Driven5 said:
In reply to DaewooOfDeath :
Your 'thought experiments' are poorly formed and provide extremely inadequate representations of whatever point you may be trying to make. Owning the entire LV catalog does not preclude one from the greatness of challenging one's self through necessitas in other areas of their life. Getting in the ring with the best MMA fighter does not preclude one from the corruption of ozio in other areas of their life. There is an equal probability that it's the same person on both sides of this thought experiment.
True. Though it seems like you could emphasize one or the other overall.
Since ALL people (I dare you to find me one that doesn't) have both ozio and necessitas in their life: If one ozio does not make someone corrupt, and one necessitas does not make someone great, at what point does Machiavelli believe that the transission occurs for any given person taken in their entirety?
Of course everyone has both.

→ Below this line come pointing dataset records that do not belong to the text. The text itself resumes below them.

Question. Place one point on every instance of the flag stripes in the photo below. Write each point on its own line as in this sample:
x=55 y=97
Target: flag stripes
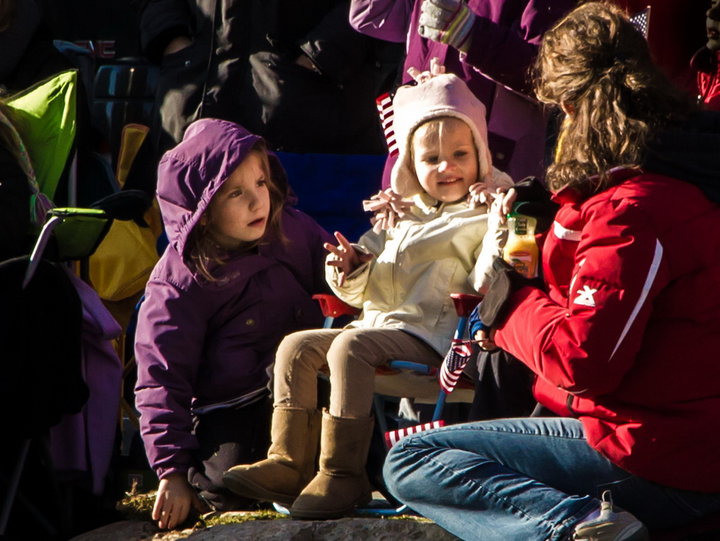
x=394 y=436
x=454 y=363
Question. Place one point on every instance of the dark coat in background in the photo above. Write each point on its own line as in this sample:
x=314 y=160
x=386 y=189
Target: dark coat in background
x=241 y=66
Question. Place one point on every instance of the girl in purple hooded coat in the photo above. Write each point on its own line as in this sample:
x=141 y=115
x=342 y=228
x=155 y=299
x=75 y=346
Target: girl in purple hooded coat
x=237 y=276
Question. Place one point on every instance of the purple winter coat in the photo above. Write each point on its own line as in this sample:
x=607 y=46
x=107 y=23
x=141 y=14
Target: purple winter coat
x=200 y=343
x=505 y=39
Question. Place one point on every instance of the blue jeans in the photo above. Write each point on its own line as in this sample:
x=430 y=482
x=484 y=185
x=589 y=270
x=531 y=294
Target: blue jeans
x=524 y=479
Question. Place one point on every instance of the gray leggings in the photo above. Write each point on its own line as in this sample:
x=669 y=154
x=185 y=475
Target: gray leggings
x=351 y=356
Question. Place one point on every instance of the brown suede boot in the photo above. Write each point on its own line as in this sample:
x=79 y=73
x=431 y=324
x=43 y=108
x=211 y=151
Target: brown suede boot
x=290 y=463
x=341 y=484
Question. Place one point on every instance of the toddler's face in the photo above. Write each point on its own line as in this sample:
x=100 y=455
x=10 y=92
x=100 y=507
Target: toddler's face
x=445 y=158
x=239 y=211
x=713 y=25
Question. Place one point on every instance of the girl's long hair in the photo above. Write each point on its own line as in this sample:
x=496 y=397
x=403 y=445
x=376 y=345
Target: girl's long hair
x=598 y=65
x=205 y=254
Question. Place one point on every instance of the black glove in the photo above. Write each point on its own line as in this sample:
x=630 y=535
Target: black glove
x=534 y=200
x=504 y=280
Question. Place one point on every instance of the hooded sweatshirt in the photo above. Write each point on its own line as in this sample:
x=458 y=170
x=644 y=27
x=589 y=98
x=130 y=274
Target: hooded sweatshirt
x=434 y=250
x=626 y=333
x=202 y=344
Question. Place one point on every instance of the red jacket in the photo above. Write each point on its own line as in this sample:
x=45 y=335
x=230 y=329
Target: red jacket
x=627 y=336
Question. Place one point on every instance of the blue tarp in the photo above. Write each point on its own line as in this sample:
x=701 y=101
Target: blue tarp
x=331 y=187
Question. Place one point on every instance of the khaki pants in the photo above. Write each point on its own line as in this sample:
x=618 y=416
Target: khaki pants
x=351 y=356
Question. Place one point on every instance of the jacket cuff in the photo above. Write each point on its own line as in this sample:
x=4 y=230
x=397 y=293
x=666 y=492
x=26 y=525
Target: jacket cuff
x=162 y=473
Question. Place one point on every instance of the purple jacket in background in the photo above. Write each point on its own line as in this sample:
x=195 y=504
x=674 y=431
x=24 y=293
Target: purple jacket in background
x=201 y=343
x=505 y=39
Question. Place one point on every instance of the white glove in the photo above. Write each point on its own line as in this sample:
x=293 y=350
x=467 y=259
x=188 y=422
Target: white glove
x=447 y=21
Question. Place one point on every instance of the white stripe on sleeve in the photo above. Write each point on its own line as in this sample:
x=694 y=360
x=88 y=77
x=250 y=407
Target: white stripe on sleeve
x=649 y=279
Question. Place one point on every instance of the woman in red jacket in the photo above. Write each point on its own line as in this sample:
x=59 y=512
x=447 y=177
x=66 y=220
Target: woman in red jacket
x=622 y=334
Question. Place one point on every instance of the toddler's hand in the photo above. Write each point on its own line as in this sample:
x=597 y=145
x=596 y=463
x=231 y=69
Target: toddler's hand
x=478 y=195
x=345 y=257
x=501 y=205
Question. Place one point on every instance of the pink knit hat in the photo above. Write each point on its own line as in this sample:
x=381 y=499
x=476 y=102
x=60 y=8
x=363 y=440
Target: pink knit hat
x=441 y=95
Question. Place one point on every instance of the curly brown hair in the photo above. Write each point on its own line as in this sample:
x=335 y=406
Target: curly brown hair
x=204 y=253
x=597 y=65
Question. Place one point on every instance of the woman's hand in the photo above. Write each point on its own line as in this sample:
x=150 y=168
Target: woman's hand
x=175 y=498
x=345 y=257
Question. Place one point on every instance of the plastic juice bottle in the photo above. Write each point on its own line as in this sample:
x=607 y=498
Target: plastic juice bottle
x=521 y=250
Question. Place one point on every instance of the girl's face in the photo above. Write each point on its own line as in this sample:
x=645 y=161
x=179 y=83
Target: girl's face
x=239 y=211
x=445 y=158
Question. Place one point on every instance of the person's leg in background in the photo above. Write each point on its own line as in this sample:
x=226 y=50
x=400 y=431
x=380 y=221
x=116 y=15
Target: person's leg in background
x=533 y=479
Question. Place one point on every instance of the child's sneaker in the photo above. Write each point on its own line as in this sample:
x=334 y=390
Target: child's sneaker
x=611 y=526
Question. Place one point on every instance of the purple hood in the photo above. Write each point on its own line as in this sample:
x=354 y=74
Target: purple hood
x=190 y=173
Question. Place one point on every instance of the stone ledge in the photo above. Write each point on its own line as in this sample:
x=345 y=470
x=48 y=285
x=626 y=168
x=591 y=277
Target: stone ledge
x=346 y=529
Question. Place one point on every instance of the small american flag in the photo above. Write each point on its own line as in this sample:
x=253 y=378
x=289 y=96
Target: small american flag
x=641 y=20
x=394 y=436
x=385 y=110
x=454 y=363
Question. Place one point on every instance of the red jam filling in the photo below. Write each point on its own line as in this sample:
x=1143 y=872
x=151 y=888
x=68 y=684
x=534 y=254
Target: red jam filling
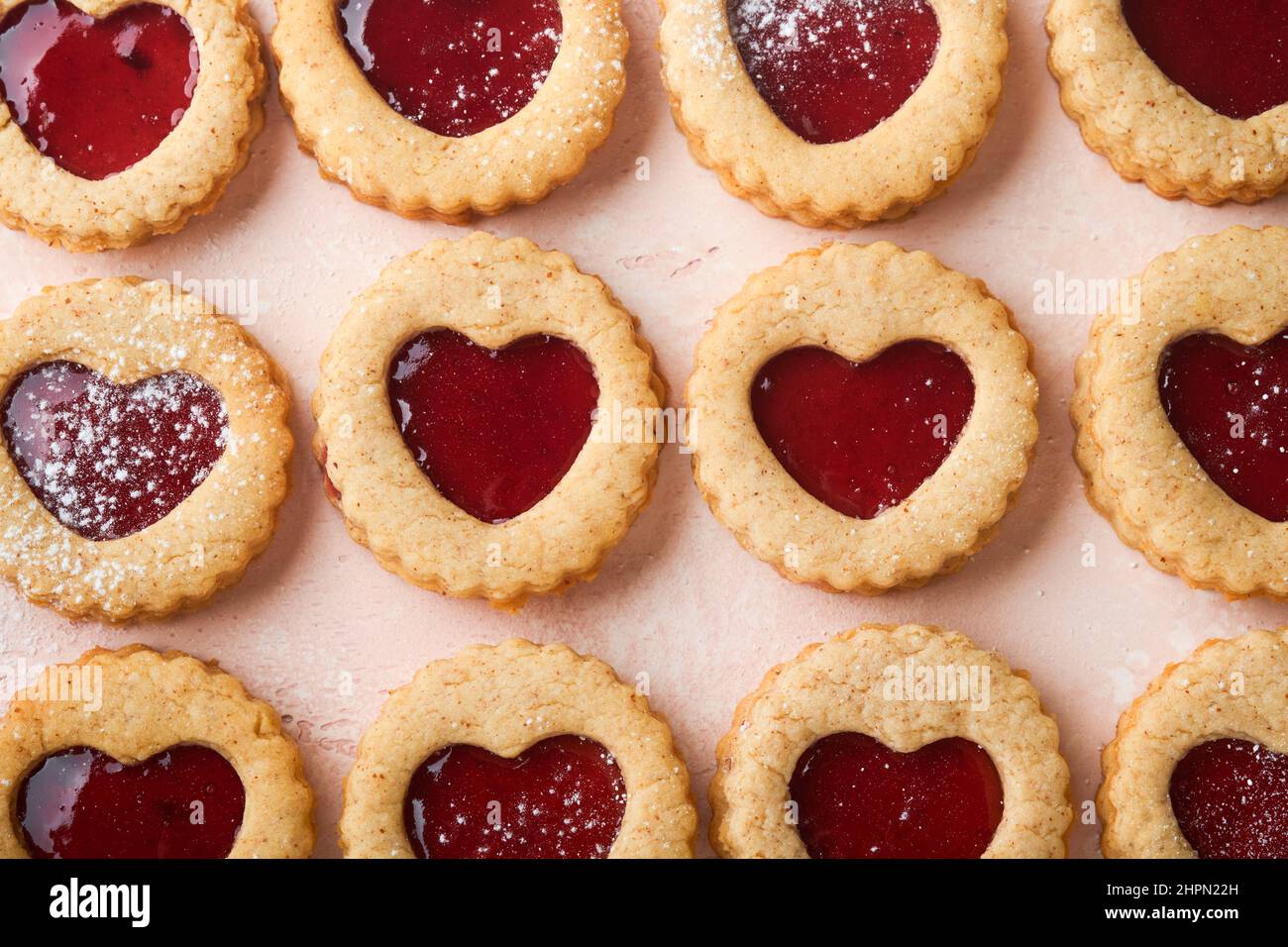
x=863 y=436
x=185 y=801
x=1233 y=56
x=833 y=69
x=108 y=460
x=1231 y=799
x=455 y=67
x=493 y=429
x=97 y=95
x=858 y=797
x=1229 y=403
x=562 y=797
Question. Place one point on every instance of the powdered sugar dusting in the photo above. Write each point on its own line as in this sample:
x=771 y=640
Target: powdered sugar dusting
x=833 y=69
x=110 y=460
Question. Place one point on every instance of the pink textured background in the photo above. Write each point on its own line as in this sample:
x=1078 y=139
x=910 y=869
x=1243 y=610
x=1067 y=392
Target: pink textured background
x=679 y=598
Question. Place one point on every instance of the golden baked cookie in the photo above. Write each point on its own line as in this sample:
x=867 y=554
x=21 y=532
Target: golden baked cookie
x=518 y=751
x=140 y=754
x=862 y=416
x=1199 y=764
x=892 y=742
x=498 y=103
x=170 y=118
x=1188 y=95
x=833 y=114
x=1179 y=410
x=146 y=449
x=487 y=420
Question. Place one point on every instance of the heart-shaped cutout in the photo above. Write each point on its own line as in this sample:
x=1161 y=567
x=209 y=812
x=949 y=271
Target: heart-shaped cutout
x=1233 y=56
x=185 y=801
x=863 y=436
x=493 y=429
x=455 y=67
x=108 y=460
x=857 y=797
x=1231 y=799
x=562 y=797
x=1229 y=403
x=97 y=95
x=833 y=69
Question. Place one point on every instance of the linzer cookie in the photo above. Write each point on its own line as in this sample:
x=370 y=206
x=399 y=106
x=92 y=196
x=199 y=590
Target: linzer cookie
x=892 y=742
x=1199 y=764
x=123 y=119
x=496 y=103
x=862 y=416
x=518 y=751
x=467 y=420
x=829 y=112
x=1183 y=416
x=1188 y=95
x=147 y=449
x=140 y=754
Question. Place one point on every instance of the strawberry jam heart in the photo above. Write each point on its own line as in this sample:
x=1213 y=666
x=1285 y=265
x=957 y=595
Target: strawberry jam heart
x=562 y=797
x=493 y=429
x=455 y=67
x=857 y=797
x=1229 y=403
x=97 y=95
x=833 y=69
x=1233 y=56
x=1231 y=799
x=185 y=801
x=108 y=460
x=862 y=437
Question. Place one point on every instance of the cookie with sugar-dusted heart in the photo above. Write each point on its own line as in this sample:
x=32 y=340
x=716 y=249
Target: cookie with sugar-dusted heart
x=518 y=751
x=1188 y=95
x=1198 y=767
x=497 y=102
x=1181 y=411
x=488 y=419
x=141 y=754
x=147 y=449
x=829 y=112
x=892 y=742
x=123 y=119
x=862 y=416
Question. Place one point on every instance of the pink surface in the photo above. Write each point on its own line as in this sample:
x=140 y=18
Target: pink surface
x=323 y=633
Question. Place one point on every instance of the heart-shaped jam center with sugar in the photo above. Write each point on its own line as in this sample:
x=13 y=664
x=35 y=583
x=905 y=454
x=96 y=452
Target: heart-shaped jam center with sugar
x=1229 y=403
x=1233 y=56
x=108 y=460
x=1231 y=799
x=185 y=801
x=833 y=69
x=97 y=95
x=857 y=797
x=493 y=429
x=562 y=797
x=455 y=67
x=863 y=436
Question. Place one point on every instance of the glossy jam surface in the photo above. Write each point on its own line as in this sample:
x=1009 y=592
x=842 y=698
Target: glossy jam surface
x=108 y=460
x=493 y=429
x=185 y=801
x=1229 y=54
x=858 y=797
x=862 y=437
x=1229 y=403
x=1231 y=799
x=455 y=67
x=562 y=797
x=833 y=69
x=97 y=95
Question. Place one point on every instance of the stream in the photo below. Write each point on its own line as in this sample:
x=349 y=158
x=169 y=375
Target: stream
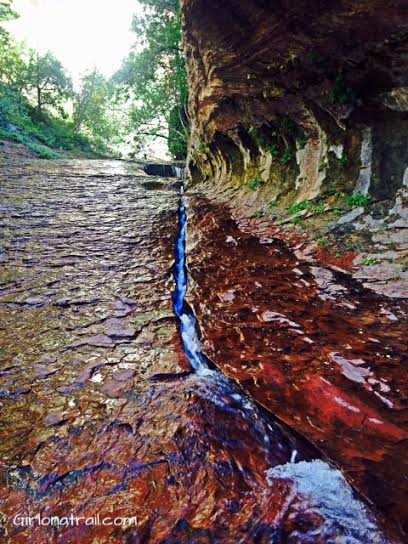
x=331 y=509
x=112 y=402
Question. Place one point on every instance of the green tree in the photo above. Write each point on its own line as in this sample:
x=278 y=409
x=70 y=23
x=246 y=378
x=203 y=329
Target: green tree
x=49 y=82
x=153 y=78
x=95 y=110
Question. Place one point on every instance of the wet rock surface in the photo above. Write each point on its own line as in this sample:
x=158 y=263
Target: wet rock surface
x=100 y=413
x=308 y=342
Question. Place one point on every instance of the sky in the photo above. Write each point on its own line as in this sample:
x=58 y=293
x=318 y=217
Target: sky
x=82 y=34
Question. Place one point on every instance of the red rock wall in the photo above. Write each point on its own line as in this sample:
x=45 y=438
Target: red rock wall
x=295 y=93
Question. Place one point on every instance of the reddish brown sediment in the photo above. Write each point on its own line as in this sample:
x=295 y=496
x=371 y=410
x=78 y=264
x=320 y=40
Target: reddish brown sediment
x=309 y=343
x=100 y=414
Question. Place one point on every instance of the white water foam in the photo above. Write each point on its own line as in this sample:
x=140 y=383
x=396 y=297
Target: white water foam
x=346 y=519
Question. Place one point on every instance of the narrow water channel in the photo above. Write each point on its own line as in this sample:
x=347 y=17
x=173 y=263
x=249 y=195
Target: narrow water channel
x=318 y=495
x=187 y=320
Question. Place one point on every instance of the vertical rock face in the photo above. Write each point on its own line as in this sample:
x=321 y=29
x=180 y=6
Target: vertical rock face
x=294 y=96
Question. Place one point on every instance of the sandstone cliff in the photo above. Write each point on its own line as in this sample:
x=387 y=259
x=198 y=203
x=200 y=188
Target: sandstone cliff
x=301 y=107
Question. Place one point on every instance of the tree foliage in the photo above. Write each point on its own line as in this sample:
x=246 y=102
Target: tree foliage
x=48 y=80
x=96 y=111
x=153 y=78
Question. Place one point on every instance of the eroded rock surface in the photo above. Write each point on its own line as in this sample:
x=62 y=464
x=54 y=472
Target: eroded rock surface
x=304 y=104
x=308 y=342
x=100 y=413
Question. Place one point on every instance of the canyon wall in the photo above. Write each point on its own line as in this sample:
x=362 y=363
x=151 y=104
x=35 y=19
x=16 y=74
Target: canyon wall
x=300 y=101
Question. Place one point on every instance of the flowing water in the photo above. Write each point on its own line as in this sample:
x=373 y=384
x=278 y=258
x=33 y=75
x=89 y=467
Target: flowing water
x=100 y=412
x=321 y=489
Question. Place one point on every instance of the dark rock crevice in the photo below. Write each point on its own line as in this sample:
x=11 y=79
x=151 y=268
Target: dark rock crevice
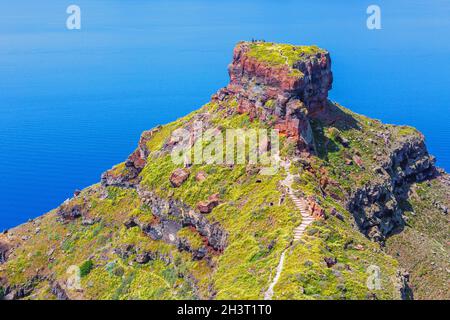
x=377 y=207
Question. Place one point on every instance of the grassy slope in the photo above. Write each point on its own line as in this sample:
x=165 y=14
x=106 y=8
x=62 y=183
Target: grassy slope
x=259 y=228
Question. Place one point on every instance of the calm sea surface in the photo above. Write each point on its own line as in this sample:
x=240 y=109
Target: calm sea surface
x=73 y=103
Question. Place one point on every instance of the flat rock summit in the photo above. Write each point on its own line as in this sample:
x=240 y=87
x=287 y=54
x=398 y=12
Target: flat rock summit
x=357 y=210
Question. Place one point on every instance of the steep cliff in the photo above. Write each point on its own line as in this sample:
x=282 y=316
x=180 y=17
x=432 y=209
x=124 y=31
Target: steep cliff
x=157 y=229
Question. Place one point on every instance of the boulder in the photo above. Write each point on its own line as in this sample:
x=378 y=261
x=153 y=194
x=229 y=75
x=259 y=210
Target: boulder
x=208 y=205
x=178 y=177
x=201 y=176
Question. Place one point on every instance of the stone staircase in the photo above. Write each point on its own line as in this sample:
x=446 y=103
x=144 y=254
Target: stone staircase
x=307 y=219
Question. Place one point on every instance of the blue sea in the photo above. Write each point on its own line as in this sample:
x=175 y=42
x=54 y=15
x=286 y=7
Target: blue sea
x=74 y=102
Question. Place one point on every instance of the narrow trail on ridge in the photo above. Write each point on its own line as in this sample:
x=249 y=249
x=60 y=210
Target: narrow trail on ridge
x=307 y=219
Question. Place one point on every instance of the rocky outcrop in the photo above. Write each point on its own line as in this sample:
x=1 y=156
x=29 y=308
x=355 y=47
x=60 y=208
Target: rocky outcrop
x=70 y=211
x=126 y=175
x=208 y=205
x=178 y=177
x=181 y=214
x=376 y=205
x=58 y=291
x=4 y=252
x=21 y=291
x=282 y=94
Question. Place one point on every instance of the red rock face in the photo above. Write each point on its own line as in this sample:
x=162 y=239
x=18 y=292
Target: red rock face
x=207 y=206
x=277 y=95
x=178 y=177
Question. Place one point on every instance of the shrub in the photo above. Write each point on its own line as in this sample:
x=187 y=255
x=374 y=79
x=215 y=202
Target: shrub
x=86 y=267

Machiavelli believes that emphasizing comfort is corrupting in the spoiled rich kid sense MORE OFTEN THAN NOT. He believes emphasizing the difficult is the opposite, MORE OFTEN THAN NOT.
In my opinion, ozio and necessitas are simply flip sides of the same coin. Whether any given thing is ozio or necessitas, depends entirely on which side of the coin you're looking at. Basically, it's not what they exerience, it's how they experience it. Undertaking physically demanding and dangerous endeavor out of a basic and fundamental necessity to survive is necessitas. Doing the same as a masturbatory fantasy providing delusions of greatness, is pure ozio. If one desires to demonstrate self-imposed necessitas, it pretty much has to be something that is NOT something they would otherwise seek out or enjoy.
This is not the argument. Forgive me if I was confusing. Doing hard things because they are hard is how you achieve self-imposed necessitas. I didn't go into it in the OP because it was already too long, but the logic he employed was this:
a) The Italian nobles I see in the 15th century are very corrupted, cowardly and petty when they become comfortable. Ozio.
b) The foreigners who keep coming down the peninsula and beating us up are vastly less comfortable and, in many cases, hold comfort in contempt. They also surpass us in courage, greatness and skill. Necessitas.
c) The study of history (from his study), provides many, many examples of the same.
d) However, there have been prosperous societies and individuals who did not become corrupted.
e) The study of history (from his study) shows these people usually self-imposed hardship individually or through laws.
If you training with the best MMA fighters because you worked your way up from the bottom entirely on your own merits, that's necessitas. However, if you jump straight to training with the best MMA fighters because flashed enough cash to get their attention, that's ozio... From both sides.
Depends on whether you're doing it for attention and attend to take it easy or because you want to toughen yourself and intend to take it seriously. Ed O'Neal practices jiujitsu with the Gracie family, he takes it seriously and he does it to strengthen, challenge and improve himself, for example.
If you're summiting Everest as a Sherpa to provide for your family, that's necessitas. If you're summiting Everest as one of the lines of under-qualified and over-funded self-serving tourists slowly destroying that which made Everest so grand in the first place, that's ozio.
Once again, are you taking it seriously and improving yourself or are you LARPing?
If you live in a van because you've lost everything else, that's necessitas. If you're living in a van because it's your dream retirement, like my parents, that's ozio.
Ozio is idle, easy, decadent comfort. It's not achieving your goals. And living in a van in your retirement is the sort of sacrifice of comfort in the name of adventure Machiavelli would probably approve of.
Taking the family camping is ozio for us, but would be necessitas for certain friends of ours.
I have a friend that is a bicycling fanatic. He loves everything about it. There is no more necessitas in his biking to work, than there is in my driving to work.
Enjoying something is not ozio.
Buying a fast car may be more akin to necessitas, if your true desire to build one instead. Building a fast car may be more akin to ozio, if your true desire is to buy one instead.
Basically, I am arguing that it's not self-imposed necessitas if it does not take someone outside of their own comfort zone. From my understanding the Apollo astronauts were mostly extreme adrenaline junkies, but many were terrible husbands and fathers because that didn't provide enough of a 'high' for them. So for them, they would have have been more challenged and overcome more for the sake of personal greatness if they dedicated themselves to being faithful to their wives and taking that family road trip loaded into a comfortable car, than they did on their adventures into space and back.
Much of the 'greatness' that seems to be described as being derived from necessitas in Machiavellian terms, is actually what I would describe as deriving from ozio in disguise. In that regard, perhaps Machiavelli may have been his own worst student.